We celebrate the multiplicity of French star Emmanuelle Seigner in our five favourite of her film roles
The luminous Emmanuelle Seigner graces the new issue of AnOther Magazine in a beautiful story styled by Karen Langley and shot by Charlie Engman. In a candid accompanying interview, the star of Frantic, Bitter Moon and The Diving Bell and the Butterfly reflects on her extraordinary career, from her first role in Jean-Luc Godard’s Détective, through to her creative collaborations with husband Roman Polanski. Here we celebrate five of her finest film moments.
Frantic
This stylish Paris-set thriller, helmed by Polanski, was Seigner’s first major outing as an actress. Playing an underworld waif enlisted by Harrison Ford to help find his missing wife, Seigner is an enchanting mix of vulnerable and tough, with a killer wardrobe to boot. In one of the film’s most iconic scenes, the pair dances to Grace Jones’s I’ve Seen That Face Before in a seedy nightclub, Seigner chic and beguiling in a red body-con dress.
Bitter Moon
Polanski’s second film with his wife, Bitter Moon, pitted Seigner against actor Peter Coyote in this riotous tale of amour fou. They are Mimi and Oscar, a bizarre couple taking a cruise holiday to Istanbul. He’s older, raddled, mysteriously confined to a wheelchair; she’s vital and alluring. They draw a respectable but frustrated British couple (played by Kristin Scott Thomas and Hugh Grant) into their dark orbit, with tragicomic results. Polanski's narrative is as unpredictable as the choppy seas, and Seigner perfectly matches each change of tack.
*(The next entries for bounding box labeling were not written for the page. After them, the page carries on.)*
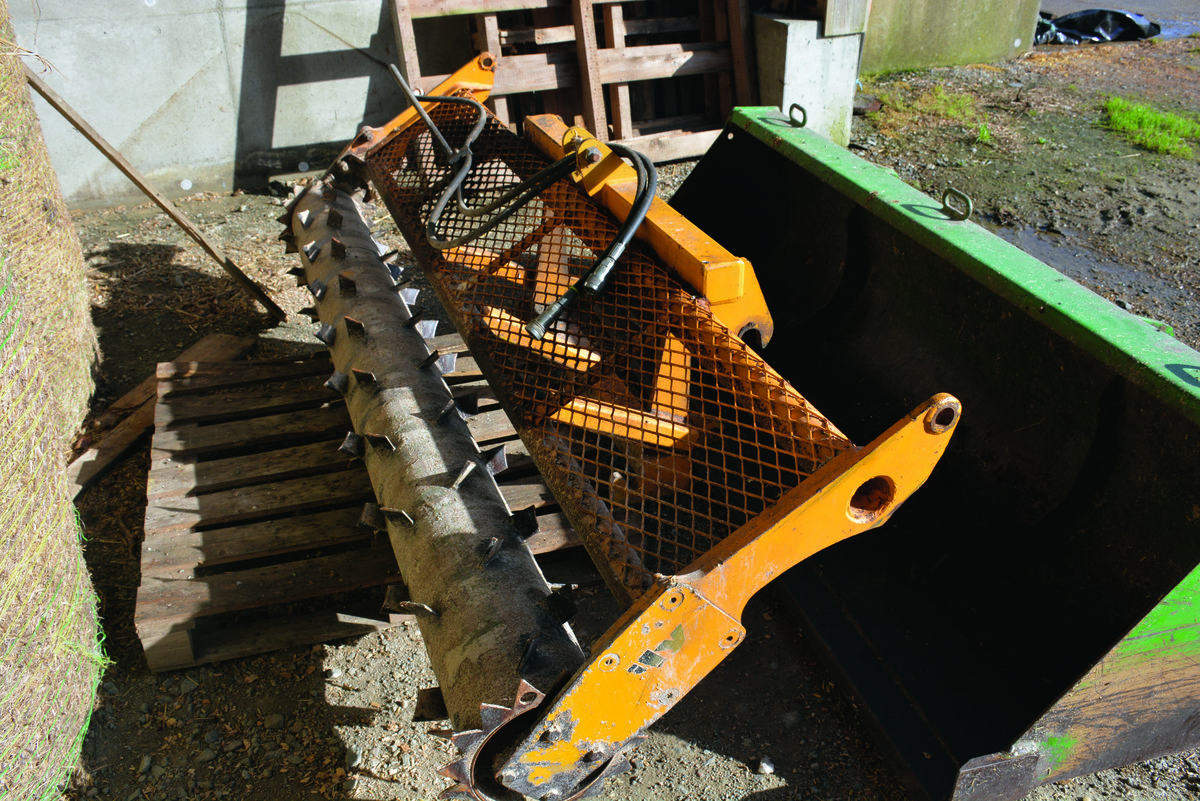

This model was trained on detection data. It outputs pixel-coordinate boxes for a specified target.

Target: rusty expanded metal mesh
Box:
[367,106,850,600]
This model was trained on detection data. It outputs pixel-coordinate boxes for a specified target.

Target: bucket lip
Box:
[725,107,1200,423]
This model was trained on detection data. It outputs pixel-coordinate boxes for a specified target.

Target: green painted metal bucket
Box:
[672,108,1200,800]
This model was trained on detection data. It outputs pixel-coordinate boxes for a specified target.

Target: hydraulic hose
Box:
[526,143,659,339]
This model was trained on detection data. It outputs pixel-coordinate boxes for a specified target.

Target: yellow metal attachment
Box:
[526,114,775,345]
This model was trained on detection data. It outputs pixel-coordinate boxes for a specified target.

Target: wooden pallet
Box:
[134,337,578,671]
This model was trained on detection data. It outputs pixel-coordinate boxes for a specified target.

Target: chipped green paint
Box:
[1042,734,1079,775]
[1115,568,1200,661]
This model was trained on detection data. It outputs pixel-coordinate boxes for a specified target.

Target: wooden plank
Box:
[388,0,424,92]
[192,603,416,664]
[604,4,634,139]
[142,506,372,579]
[467,409,517,447]
[475,14,512,128]
[157,351,334,396]
[134,544,400,637]
[722,0,758,104]
[154,379,340,427]
[25,65,288,323]
[83,333,257,430]
[67,333,254,498]
[145,470,374,536]
[622,128,721,163]
[598,42,731,84]
[410,0,566,19]
[526,512,583,554]
[571,0,612,139]
[146,436,352,500]
[147,402,350,456]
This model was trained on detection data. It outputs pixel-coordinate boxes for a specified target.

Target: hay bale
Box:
[0,0,103,801]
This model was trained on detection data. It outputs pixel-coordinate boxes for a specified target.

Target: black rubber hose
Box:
[526,144,659,339]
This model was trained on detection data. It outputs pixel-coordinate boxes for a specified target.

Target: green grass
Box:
[1104,97,1200,158]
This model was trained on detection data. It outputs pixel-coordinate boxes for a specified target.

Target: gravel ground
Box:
[65,34,1200,801]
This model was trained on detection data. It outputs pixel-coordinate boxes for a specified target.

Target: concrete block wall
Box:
[11,0,472,205]
[862,0,1041,73]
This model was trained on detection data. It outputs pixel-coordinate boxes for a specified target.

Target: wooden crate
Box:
[388,0,756,162]
[134,336,578,671]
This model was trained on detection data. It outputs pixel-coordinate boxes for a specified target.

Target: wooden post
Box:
[25,65,288,321]
[596,2,634,139]
[388,0,424,93]
[571,0,608,139]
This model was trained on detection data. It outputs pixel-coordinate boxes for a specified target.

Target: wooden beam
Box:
[389,0,424,92]
[25,65,288,321]
[67,333,254,498]
[475,14,512,128]
[604,4,634,139]
[571,0,608,139]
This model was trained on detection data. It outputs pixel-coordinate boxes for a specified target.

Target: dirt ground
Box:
[66,34,1200,801]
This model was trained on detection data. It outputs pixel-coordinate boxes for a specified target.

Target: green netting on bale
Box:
[0,0,102,801]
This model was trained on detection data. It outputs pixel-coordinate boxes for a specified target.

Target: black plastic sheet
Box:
[1033,8,1162,44]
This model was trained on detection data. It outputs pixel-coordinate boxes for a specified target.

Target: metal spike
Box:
[404,307,425,329]
[337,432,366,459]
[325,369,350,395]
[450,459,479,490]
[416,320,438,339]
[438,401,461,424]
[317,323,337,348]
[364,432,396,451]
[416,348,442,369]
[379,506,415,525]
[484,445,509,476]
[396,601,442,620]
[509,506,538,540]
[358,501,388,531]
[477,704,512,745]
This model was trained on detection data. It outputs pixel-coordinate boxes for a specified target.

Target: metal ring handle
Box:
[942,186,974,222]
[787,103,809,128]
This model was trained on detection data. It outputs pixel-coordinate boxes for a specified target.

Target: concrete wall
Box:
[11,0,470,205]
[862,0,1041,73]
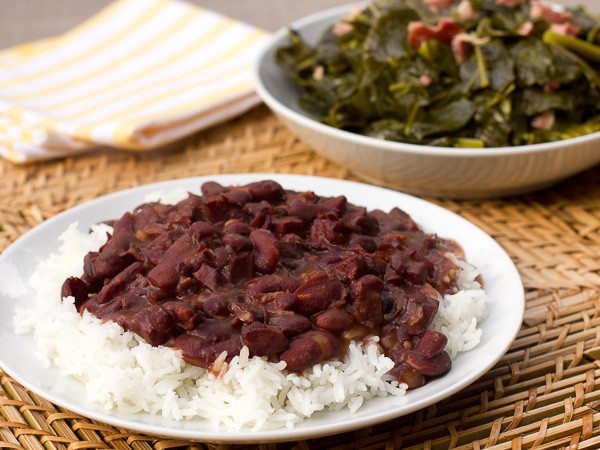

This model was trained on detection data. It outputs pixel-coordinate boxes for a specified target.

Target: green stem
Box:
[542,30,600,63]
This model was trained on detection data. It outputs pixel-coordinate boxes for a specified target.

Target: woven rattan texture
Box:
[0,103,600,450]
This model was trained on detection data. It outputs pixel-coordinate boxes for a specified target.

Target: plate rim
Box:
[0,173,525,444]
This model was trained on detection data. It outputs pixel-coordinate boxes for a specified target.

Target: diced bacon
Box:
[529,0,573,24]
[419,75,433,87]
[332,22,354,36]
[496,0,525,8]
[423,0,454,13]
[450,33,490,64]
[408,17,463,48]
[550,22,581,37]
[456,0,479,22]
[313,66,325,80]
[544,81,560,92]
[531,111,556,131]
[517,21,535,36]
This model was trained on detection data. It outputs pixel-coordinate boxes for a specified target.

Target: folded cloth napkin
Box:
[0,0,267,162]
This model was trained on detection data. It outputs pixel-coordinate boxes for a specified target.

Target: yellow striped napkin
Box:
[0,0,267,162]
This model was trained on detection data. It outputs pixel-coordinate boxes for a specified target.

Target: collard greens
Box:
[277,0,600,147]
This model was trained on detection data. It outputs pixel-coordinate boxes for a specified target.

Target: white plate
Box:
[0,174,525,443]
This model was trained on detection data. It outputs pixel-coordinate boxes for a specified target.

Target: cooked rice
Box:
[14,216,487,431]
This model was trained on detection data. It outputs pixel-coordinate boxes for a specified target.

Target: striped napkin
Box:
[0,0,267,163]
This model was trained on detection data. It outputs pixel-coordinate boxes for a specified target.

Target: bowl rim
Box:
[252,2,600,158]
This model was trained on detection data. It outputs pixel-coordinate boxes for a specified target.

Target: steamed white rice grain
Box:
[14,220,487,431]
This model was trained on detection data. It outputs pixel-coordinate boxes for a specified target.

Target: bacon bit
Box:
[450,33,490,64]
[456,0,479,22]
[419,75,433,87]
[332,22,354,36]
[313,66,325,80]
[517,21,535,36]
[408,17,463,49]
[550,22,581,37]
[496,0,525,8]
[423,0,454,13]
[531,111,556,131]
[529,0,573,24]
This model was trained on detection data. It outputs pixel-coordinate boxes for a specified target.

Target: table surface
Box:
[0,0,600,450]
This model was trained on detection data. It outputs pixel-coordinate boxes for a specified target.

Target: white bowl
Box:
[254,5,600,198]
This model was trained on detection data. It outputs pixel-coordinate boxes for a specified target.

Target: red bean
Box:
[315,308,354,333]
[406,351,452,376]
[279,330,341,372]
[327,256,368,283]
[250,229,279,273]
[242,322,289,356]
[349,275,383,328]
[60,277,88,311]
[269,313,312,338]
[295,277,347,316]
[246,275,300,298]
[389,363,425,389]
[128,305,175,345]
[395,292,439,334]
[192,264,220,291]
[95,262,143,304]
[415,331,448,358]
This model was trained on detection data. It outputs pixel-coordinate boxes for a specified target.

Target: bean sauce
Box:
[62,180,462,387]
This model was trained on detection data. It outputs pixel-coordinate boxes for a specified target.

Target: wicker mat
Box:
[0,107,600,450]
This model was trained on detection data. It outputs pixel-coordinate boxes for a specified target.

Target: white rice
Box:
[14,224,487,431]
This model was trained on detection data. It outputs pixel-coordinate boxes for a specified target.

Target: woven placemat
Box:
[0,103,600,449]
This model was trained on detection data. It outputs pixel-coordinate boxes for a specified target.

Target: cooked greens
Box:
[277,0,600,147]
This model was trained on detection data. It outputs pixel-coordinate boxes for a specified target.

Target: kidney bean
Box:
[327,256,368,284]
[128,305,175,345]
[246,275,301,298]
[349,275,383,328]
[223,253,254,284]
[202,192,243,223]
[173,334,242,369]
[192,264,220,291]
[269,313,312,338]
[246,180,284,202]
[295,277,347,316]
[188,220,217,242]
[60,277,88,311]
[95,262,144,304]
[222,233,253,253]
[200,181,229,196]
[162,300,202,330]
[389,363,425,389]
[415,331,448,358]
[202,295,231,319]
[315,308,354,333]
[250,229,279,274]
[272,216,304,237]
[289,200,331,222]
[274,292,298,311]
[94,231,137,278]
[310,219,347,250]
[395,292,439,334]
[223,219,252,236]
[279,330,342,372]
[230,302,265,323]
[242,322,289,356]
[70,181,460,387]
[405,351,452,376]
[349,234,377,253]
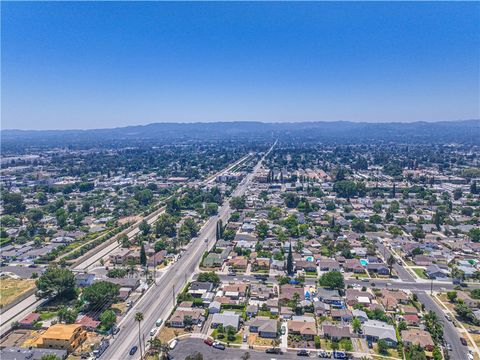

The Diving Bell and the Butterfly
Seigner took the role of Céline, the long-suffering wife of paralyzed Elle editor Jean-Dominique Bauby, in Julian Schnabel’s achingly beautiful 2007 film. In one especially touching scene – one of many – Céline translates for her husband as he takes a call from his mistress and Seigner is the picture of heartbreaking forbearance. She even sings on the soundtrack: her song (with the band Ultra Orange) Don't Kiss Me Goodbye accompanies a flashback from happier times.
In the House
Playing against type in François Ozon’s acclaimed In The House, Seigner is Esther, a suburban housewife in a spiralling narrative concocted by a teenage boy for the delectation of his teacher. Seigner brims with reigned-in desire as she drifts around the titular house, before things start to take a series of unsettling turns.
Venus in Fur
Polanski’s most recent film with his wife, based on the play by David Ives, won a standing ovation when it was premiered in Cannes in 2013. In this meta-fictional mille-feuille, Seigner plays an actress named Vanda vying to get the role of Vanda in a stage adaptation of Sacher-Masoch’s novel Venus in Furs. Seigner gives a career-best performance – by turns voluble wannabe, poised artiste, and avenging fury – yet never quite gives up the mystery of who, or what, she really is.